Medal's decision to capture actions rather than raw keystrokes was initially driven by privacy concerns, but this approach created one of the world's most valuable AI training datasets. (17:58) Instead of logging specific keys like W, A, S, D, Medal converts inputs to semantic actions (jump, walk left, aim up) which preserves user privacy while providing clean training signals. This approach required thousands of human labelers to map every possible action across different games over 18 months, creating ground truth action labels for 3.8 billion clips. The result is a dataset that captures the perception-action loop (perceive, act, state update, repeat) that's fundamental to training intelligent agents—without compromising user privacy.
Medal's core innovation is retroactive video recording—the system continuously records gameplay in memory, and players hit a button to save the last 30 seconds only after something interesting happens. (21:21) This approach is similar to Tesla's FSD bug reporting system and creates a natural selection bias toward exceptional moments. Unlike traditional recording where you must remember to start and stop, retroactive clipping captures authentic peak performance without changing player behavior. The baseline of Medal's dataset is peak human performance because players only clip their best moments, creating training data that represents the upper bounds of human capability rather than average gameplay.
True world models go beyond video generation—they must understand physics, maintain spatial memory, and handle partial observability like smoke or camera shake. (08:43) GI's world models demonstrate sophisticated capabilities: maintaining position through smoke clouds, handling rapid camera movements with mouse sensitivity, and even inheriting real-world physics like camera shake during explosions (which doesn't occur in the actual game).
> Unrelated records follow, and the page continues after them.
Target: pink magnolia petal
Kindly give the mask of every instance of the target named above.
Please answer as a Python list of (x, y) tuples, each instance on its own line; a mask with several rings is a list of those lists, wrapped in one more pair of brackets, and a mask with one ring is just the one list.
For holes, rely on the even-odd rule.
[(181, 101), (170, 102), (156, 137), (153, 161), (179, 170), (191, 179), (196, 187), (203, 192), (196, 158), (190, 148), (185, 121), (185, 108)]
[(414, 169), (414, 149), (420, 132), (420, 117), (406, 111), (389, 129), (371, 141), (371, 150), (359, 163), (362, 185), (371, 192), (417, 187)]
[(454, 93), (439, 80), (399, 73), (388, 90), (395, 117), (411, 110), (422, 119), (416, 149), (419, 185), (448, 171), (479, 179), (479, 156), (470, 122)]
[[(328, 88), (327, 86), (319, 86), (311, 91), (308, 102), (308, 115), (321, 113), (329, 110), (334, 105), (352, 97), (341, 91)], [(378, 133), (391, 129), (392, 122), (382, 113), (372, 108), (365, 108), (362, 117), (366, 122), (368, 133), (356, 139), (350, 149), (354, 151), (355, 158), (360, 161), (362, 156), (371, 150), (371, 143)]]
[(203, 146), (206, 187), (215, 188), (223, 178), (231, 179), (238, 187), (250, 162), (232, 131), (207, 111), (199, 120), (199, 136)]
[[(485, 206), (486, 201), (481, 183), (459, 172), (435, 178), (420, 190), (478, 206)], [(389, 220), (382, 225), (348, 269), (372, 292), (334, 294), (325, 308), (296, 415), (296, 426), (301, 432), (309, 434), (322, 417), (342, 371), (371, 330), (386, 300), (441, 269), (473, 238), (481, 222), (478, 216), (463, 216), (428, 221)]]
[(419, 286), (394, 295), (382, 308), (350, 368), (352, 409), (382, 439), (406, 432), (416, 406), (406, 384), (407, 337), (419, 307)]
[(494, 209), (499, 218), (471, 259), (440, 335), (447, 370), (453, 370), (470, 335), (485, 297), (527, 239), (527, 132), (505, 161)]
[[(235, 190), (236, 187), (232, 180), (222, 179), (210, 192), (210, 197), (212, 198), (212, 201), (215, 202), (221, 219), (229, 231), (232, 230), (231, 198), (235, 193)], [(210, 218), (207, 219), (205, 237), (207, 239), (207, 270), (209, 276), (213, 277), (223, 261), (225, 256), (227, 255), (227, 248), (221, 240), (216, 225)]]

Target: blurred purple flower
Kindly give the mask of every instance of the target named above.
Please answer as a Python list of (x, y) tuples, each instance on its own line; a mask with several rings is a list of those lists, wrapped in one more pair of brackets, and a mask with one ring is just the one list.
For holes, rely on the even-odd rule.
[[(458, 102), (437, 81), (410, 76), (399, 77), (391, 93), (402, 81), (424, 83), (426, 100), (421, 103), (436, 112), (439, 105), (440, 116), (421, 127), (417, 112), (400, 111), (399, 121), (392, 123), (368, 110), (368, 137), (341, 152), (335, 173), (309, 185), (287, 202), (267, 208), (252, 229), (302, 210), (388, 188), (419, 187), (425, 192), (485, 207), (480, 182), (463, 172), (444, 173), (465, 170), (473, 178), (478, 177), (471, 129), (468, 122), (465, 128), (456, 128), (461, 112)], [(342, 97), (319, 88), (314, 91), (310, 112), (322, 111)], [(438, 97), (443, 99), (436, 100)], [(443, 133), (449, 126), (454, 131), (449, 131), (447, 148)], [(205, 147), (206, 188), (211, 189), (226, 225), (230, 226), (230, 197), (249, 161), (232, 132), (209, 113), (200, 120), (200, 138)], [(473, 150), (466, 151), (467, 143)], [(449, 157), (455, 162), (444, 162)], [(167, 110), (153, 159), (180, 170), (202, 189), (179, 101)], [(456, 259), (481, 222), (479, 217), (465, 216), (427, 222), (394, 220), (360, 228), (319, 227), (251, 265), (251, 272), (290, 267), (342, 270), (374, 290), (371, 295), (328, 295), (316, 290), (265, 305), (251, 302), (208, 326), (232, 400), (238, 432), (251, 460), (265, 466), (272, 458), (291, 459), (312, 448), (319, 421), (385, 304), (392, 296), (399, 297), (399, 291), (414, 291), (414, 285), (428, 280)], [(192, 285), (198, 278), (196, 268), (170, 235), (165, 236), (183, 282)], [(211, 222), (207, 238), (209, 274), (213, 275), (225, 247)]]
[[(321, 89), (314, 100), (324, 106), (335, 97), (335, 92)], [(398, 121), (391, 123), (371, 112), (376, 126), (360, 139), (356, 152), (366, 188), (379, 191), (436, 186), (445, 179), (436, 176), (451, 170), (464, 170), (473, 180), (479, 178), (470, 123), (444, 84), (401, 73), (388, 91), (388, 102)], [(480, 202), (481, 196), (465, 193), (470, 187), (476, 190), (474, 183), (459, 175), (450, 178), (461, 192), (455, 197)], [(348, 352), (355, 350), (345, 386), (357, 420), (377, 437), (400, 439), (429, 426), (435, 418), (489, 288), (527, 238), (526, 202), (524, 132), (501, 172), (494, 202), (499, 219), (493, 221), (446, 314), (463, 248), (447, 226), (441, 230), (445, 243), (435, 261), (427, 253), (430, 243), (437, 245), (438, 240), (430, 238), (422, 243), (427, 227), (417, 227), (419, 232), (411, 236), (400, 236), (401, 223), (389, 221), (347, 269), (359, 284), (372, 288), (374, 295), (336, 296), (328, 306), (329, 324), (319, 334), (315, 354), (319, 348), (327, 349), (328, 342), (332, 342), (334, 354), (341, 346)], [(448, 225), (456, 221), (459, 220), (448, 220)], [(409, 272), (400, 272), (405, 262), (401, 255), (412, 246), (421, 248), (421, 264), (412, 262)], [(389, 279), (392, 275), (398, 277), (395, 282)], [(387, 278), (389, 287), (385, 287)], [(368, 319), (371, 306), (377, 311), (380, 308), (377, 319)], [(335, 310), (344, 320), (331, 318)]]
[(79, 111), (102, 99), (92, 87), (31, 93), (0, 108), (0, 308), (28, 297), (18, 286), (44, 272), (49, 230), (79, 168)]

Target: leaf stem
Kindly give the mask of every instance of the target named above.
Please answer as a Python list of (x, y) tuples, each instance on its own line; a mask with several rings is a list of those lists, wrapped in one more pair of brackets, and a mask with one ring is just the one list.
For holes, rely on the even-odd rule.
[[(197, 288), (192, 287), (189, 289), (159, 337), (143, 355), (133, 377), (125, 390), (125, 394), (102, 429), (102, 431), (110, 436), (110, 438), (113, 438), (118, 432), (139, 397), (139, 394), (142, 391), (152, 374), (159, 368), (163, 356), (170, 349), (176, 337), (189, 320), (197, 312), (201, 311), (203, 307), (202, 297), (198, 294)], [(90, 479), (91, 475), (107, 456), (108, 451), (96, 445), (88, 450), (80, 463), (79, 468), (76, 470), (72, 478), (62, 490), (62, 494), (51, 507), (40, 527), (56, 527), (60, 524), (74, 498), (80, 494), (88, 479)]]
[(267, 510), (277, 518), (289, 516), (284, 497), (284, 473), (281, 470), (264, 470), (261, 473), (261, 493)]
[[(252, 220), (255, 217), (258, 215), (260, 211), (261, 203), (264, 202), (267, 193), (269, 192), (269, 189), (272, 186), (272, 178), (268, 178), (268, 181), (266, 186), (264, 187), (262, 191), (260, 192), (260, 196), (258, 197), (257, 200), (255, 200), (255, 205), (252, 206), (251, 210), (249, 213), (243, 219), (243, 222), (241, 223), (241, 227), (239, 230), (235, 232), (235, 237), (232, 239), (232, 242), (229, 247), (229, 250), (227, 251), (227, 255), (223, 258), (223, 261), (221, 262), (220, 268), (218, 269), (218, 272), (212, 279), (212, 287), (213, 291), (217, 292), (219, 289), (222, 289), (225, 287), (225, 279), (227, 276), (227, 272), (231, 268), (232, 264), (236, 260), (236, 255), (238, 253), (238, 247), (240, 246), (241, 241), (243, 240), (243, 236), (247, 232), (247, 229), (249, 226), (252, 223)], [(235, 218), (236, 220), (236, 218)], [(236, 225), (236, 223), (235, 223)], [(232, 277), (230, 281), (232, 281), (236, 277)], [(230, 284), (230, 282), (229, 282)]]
The models use 4-second memory windows and can unstick themselves from spatial errors, showing genuine spatial-temporal reasoning rather than simple pattern matching.
Video games offer advantages over YouTube videos for training spatial intelligence because they eliminate multiple layers of information loss. (13:09) With real-world videos, you must solve pose estimation, then inverse dynamics, then account for optical dynamics of eye movement—three levels of information loss. In games, players directly control the camera with their hands, simulating optical dynamics perfectly. Games also provide diverse environments (tens of thousands on PC vs. hundreds in VR) and represent every type of spatial reasoning task from navigation to tool use across different simulated worlds.
GI successfully demonstrated transfer from arcade-style games to realistic games to real-world video using the same perception-action architecture. (05:27) Their models can label any video on the internet by predicting what actions a human would take if controlling that scenario with keyboard and mouse. This transfer capability suggests that spatial intelligence learned in simulated environments can generalize to physical reality, making games a viable foundation for training general intelligence agents that could eventually control robots or navigate the real world.